Il posa palette et pinceaux sur l’évier et, pivotant sur lui-même, il alla s’étendre tout de son long sur l’une des paillasses.

– « Assez pour ce matin ! »

Jacques, délivré, s’ébroua.

– « Je peux voir ?… Oh ! mais, tu as beaucoup avancé, aujourd’hui ! »

Jacques était vu de trois quarts, assis. Le portrait s’arrêtait aux genoux. L’épaule gauche fuyait en perspective ; l’épaule droite, le bras et le coude droits, venaient avec vigueur en avant. La main musclée, largement ouverte sur la cuisse, faisait, au bas de la toile, une tache claire, vivante. La tête, quoique levée en pleine lumière, penchait légèrement vers l’épaule gauche, comme entraînée par la masse de la chevelure et du front. Le jour tombait de gauche. Une moitié du visage restait dans l’ombre ; mais, par suite de l’inclinaison de la tête, tout le front se trouvait éclairé. La mèche sombre, à reflets roux, qui le barrait de gauche à droite, augmentait encore, par contraste, la luminosité de la chair. Paterson avait particulièrement bien rendu la qualité des cheveux, plantés bas, durs et drus comme de l’herbe. La forte mâchoire s’appuyait sur le col blanc, entrouvert. Un pli d’amertume, qui donnait au visage une sévérité farouche, ennoblissait la grande bouche, aux lèvres mal dessinées. Sous la ligne tourmentée des sourcils, le regard, tapi dans le clair-obscur, était, à souhait, franc et volontaire, mais avec une expression trop hardie, effrontée, qui n’était pas ressemblante. Paterson venait de s’en apercevoir. Il avait bien exprimé, dans l’ensemble, la force massive qui émanait du front, des épaules, des os maxillaires ; mais il désespérait de jamais pouvoir fixer ces nuances de méditation, de tristesse et d’audace, qui se succédaient, sans se mêler dans le regard mobile.

– « Tu viendras encore demain, n’est-ce pas ? »

– « S’il le faut », dit Jacques, sans enthousiasme.

Paterson s’était soulevé pour fouiller les poches d’un imperméable accroché au-dessus du lit. Il éclata d’un rire frais :

– « Mithœrg se méfie : il ne confie plus jamais du tabac dans ses poches. »

Dès que Paterson riait, il redevenait aussitôt le boy malicieux qu’il avait dû être, cinq ou six ans plus tôt, lorsqu’il avait rompu avec sa famille puritaine et s’était échappé d’Oxford pour venir vivre en Suisse.

– « Dommage », murmura-t-il avec humour ; « pour ton dimanche, je t’aurais volontiers offert une cigarette, cher… »

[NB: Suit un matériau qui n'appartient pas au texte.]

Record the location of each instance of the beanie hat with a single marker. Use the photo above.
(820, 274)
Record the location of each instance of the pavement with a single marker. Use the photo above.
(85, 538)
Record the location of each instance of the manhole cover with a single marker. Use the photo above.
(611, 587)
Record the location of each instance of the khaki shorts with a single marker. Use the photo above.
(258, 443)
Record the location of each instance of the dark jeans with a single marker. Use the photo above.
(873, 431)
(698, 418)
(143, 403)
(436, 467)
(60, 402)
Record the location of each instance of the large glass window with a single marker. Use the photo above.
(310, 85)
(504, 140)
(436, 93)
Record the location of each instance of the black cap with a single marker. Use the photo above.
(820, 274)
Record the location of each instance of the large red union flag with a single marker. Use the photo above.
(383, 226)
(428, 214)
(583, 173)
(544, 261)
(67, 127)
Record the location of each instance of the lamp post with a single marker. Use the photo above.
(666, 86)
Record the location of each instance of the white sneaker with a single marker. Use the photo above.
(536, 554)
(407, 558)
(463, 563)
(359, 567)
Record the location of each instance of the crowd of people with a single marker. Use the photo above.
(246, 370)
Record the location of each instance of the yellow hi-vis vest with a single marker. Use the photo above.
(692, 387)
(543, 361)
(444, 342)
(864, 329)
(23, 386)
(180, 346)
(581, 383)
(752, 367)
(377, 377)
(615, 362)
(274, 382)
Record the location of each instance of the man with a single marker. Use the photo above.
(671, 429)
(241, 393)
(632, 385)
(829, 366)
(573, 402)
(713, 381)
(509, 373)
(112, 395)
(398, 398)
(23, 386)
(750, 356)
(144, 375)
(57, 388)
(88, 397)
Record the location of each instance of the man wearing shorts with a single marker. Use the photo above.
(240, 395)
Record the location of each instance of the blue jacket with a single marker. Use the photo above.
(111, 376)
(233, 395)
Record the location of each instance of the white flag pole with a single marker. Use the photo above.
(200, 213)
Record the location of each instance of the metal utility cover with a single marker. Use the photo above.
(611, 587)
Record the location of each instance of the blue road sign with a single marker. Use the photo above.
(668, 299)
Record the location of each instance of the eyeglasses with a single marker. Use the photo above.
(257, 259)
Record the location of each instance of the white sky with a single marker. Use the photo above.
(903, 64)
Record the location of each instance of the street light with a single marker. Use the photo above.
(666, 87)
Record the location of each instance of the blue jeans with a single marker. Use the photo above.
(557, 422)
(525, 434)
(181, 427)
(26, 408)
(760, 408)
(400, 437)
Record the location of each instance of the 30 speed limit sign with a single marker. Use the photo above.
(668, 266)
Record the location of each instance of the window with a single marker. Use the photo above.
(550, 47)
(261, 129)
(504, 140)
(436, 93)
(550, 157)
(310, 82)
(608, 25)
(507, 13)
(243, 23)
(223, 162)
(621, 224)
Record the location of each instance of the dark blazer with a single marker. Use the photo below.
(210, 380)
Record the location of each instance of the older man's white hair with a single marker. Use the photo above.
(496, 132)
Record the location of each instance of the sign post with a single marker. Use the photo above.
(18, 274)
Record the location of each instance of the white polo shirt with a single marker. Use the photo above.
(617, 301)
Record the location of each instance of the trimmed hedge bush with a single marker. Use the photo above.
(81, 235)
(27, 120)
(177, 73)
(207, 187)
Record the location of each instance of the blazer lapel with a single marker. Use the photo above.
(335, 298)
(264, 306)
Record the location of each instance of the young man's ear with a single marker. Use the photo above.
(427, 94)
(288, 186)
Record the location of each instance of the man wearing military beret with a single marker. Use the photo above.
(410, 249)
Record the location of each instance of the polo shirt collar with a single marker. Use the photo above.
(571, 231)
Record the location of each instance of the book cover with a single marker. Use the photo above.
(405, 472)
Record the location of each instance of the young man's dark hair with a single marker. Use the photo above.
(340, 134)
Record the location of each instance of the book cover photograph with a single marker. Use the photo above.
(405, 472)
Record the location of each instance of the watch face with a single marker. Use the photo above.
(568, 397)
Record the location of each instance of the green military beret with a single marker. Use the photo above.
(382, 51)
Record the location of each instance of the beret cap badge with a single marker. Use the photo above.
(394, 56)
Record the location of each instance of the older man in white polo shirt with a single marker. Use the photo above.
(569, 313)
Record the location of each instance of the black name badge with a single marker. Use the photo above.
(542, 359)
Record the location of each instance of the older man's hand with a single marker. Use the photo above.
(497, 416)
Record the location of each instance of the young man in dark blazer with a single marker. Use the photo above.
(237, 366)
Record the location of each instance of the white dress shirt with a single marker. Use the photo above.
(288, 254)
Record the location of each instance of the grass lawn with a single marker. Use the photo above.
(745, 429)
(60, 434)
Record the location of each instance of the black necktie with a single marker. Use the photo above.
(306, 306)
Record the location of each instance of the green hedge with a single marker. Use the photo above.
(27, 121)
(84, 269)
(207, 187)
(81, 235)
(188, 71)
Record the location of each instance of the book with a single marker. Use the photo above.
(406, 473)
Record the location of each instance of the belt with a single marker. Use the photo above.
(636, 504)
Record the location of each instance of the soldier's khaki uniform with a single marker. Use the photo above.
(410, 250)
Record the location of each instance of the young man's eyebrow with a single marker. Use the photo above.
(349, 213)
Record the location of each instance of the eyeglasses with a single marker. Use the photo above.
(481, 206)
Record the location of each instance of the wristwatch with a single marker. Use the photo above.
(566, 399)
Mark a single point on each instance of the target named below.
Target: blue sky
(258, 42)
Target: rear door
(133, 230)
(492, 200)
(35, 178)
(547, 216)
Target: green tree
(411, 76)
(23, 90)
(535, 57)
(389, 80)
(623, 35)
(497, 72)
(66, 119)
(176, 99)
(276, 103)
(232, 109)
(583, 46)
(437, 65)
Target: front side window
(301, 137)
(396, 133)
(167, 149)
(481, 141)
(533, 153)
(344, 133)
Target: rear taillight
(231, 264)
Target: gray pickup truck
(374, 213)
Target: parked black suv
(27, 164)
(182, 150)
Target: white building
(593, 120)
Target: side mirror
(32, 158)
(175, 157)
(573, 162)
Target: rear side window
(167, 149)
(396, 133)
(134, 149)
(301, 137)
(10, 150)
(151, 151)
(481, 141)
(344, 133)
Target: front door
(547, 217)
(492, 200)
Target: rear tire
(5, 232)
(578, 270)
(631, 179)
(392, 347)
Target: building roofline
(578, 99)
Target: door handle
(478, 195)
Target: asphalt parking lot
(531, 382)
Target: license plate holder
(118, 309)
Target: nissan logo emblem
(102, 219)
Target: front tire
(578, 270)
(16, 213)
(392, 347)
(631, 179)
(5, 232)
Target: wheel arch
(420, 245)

Il se privait plus aisément de nourriture que de tabac ; et de tabac que de couleurs. Au reste, il ne manquait jamais bien longtemps ni de couleurs, ni de tabac, ni même de nourriture.

Ils formaient, à Genève, un vaste groupement de jeunes révolutionnaires sans ressources, plus ou moins affiliés aux organisations existantes. De quoi vivaient-ils ? Ils vivaient. Quelques-uns, comme Jacques, intellectuels privilégiés, collaboraient à des journaux, à des revues. D’autres, ouvriers spécialistes venus de divers coins du monde, typographes, dessinateurs, horlogers, trouvaient tant bien que mal à gagner leur pain ; et ils le partageaient, à l’occasion, avec leurs camarades sans emploi. Mais la plupart d’entre eux n’avaient aucun travail fixe. Ils s’employaient, au hasard, à des besognes obscures et mal payées, qu’ils abandonnaient dès qu’ils avaient un peu d’argent en poche. Parmi eux, beaucoup d’étudiants au linge élimé, qui vivotaient en donnant des leçons, en faisant des recherches de bibliothèque, de menus travaux de laboratoire. Heureusement, ils ne se trouvaient jamais tous ensemble dans la misère. Il suffisait de quelque bourse garnie pour assurer un peu de pain et de charcuterie, un café chaud, un paquet de cigarettes, à ceux qui, ce jour-là, erraient les poches vides. L’entraide allait de soi. On s’habitue à ne manger qu’une fois par jour, et n’importe quoi, lorsqu’on est jeune et qu’on vit en groupe, avec les mêmes curiosités, les mêmes certitudes, la même passion sociale, la même espérance. Certains, comme Paterson, s’amusaient à prétendre que l’irritation d’un estomac exagérément libre communiquait au cerveau une profitable griserie. C’était plus qu’une boutade. La sobriété de leur régime contribuait à entretenir cette surexcitation spirituelle, dont bénéficiaient les interminables conciliabules qu’ils tenaient à toute heure, dans les squares, dans les cafés, dans leurs chambres de garni, au Local surtout, où ils se réunissaient pour se transmettre les nouvelles apportées par les révolutionnaires étrangers, pour confronter leurs expériences, leurs doctrines, pour travailler, tous ensemble, avec la même ferveur, à l’édification de la société future.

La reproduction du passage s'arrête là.